Le président de la Région Provence-Alpes-Côte d’Azur, Renaud Muselier, annonce poursuivre le travail de candidature pour accueillir les Jeux olympiques d’hiver en « 2034 ou 2038 ».

Il l’avait annoncé l’année dernière, à l’occasion de ses voeux à la presse, et le confirme aujourd’hui à l’occasion de la cérémonie 2023. Le président de la Région Provence-Alpes-Côte d’Azur, Renaud Muselier, souhaite candidater pour accueillir les Jeux olympiques d’hiver sur le territoire.
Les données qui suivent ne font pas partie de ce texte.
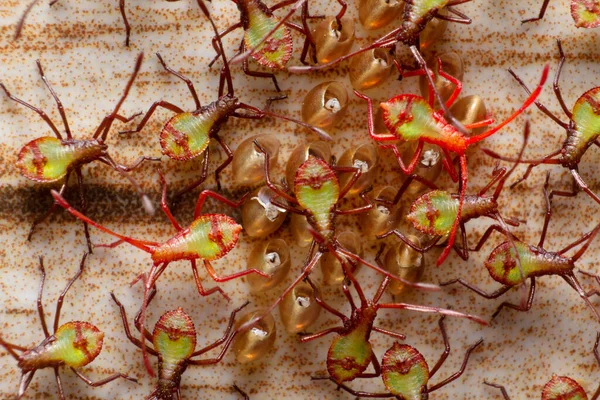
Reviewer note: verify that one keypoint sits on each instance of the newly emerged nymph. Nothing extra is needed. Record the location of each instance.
(583, 130)
(173, 343)
(410, 117)
(351, 351)
(49, 159)
(209, 237)
(258, 20)
(416, 16)
(561, 387)
(405, 372)
(187, 134)
(317, 196)
(74, 344)
(434, 212)
(513, 262)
« C’est sur les rails », confirme-t-il, pour « 2034 ou 2038* », alors que le Comité international olympique (CIO) n’a pas encore décidé du site hôte pour ces deux échéances. « Je me suis jeté à l’eau en disant : on va le faire […] On a mis en place une équipe qui travaille à la Région avec le Comité national olympique ».

Il explique également avoir lancé des études avec le Comité régional de tourisme (CRT) sur les perspectives d’enneigement des massifs de la région jusqu’en 2050. Les résultats semblent positifs.
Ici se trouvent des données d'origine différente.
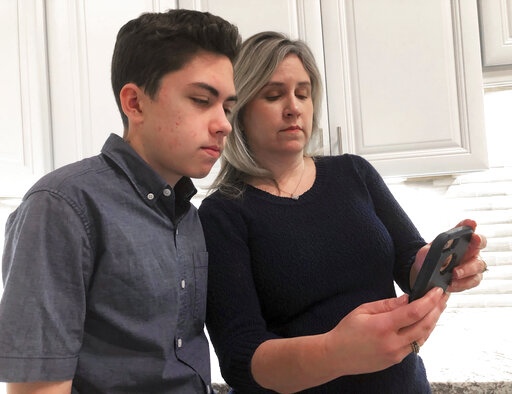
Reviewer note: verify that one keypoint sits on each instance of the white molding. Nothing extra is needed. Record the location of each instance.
(69, 78)
(340, 105)
(496, 32)
(36, 158)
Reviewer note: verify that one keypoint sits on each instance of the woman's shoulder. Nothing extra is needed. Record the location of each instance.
(346, 161)
(218, 200)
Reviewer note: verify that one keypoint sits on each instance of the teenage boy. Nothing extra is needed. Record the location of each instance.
(105, 265)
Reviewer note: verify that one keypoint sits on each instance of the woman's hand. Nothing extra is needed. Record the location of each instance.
(379, 334)
(469, 272)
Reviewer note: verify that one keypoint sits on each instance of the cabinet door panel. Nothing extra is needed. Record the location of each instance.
(496, 30)
(409, 97)
(81, 38)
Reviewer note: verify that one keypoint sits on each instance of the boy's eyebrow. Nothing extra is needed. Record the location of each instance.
(276, 83)
(212, 90)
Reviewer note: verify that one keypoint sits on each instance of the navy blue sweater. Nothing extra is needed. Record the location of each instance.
(280, 267)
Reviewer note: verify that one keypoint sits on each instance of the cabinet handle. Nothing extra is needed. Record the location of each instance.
(340, 144)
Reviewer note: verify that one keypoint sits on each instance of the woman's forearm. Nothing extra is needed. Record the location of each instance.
(292, 364)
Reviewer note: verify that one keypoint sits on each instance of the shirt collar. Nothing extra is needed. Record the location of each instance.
(148, 183)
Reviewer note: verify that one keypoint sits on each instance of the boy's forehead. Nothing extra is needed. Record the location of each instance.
(205, 69)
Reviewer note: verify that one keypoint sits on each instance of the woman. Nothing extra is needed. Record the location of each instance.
(303, 251)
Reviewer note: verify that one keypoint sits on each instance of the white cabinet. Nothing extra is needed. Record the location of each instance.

* : Mise à jour suite aux précisions du service presse de la Région, le président ayant d’abord annoncé 2030 et 2034.

Des jeux éco-responsables inspirés de Lillehammer 1994

« Notre dossier est aujourd’hui bien ficelé », poursuit-il, estimant que sa future candidature « n’a rien à voir avec les autres ». Il ajoute avoir beaucoup appris de la candidature victorieuse de Marseille aux côtés de Paris pour les Jeux d’été de 2024.

Il fait de la dimension environnementale un atout du projet. Dans le sillon de la politique régionale « avec une Cop d’avance, le premier budget vert d’Europe... », le président de Région vise des Jeux « à taille humaine. Sans dépense pharaonique mais simplement un aménagement du territoire humain ».

Son inspiration ? « Les JO de Lillehammer », en Norvège, à l’hiver 1994. Baptisés les Jeux “blancs verts”, beaucoup les considèrent comme le premier événement de cette taille pensé pour sa durabilité. Toutes les infrastructures, certifiées par des labels environnementaux, fonctionnent encore, près de 30 ans plus tard.

Quelle ville hôte ?

Alors que les qualités de skiabilité des Alpes ne sont pas à prouver, « quelques flous » demeurent encore. Comme l’admet Renaud Muselier : « je n’ai pas la ville d’accueil ».

Le Département des Hautes-Alpes apparaît aujourd’hui pertinent. Un territoire « très organisé avec de très beaux domaines de ski. Ils sont prêts, car ils avaient déjà porté les candidatures d’Embrun et Briançon avec un travail important ».

D’autant que pour le président de Région, en charge du transport ferroviaire, un événement de cet ampleur « peut être le moyen de régler le problème de Marseille – Briançon en train. Qui mérite mieux que d’y passer 5 heures ».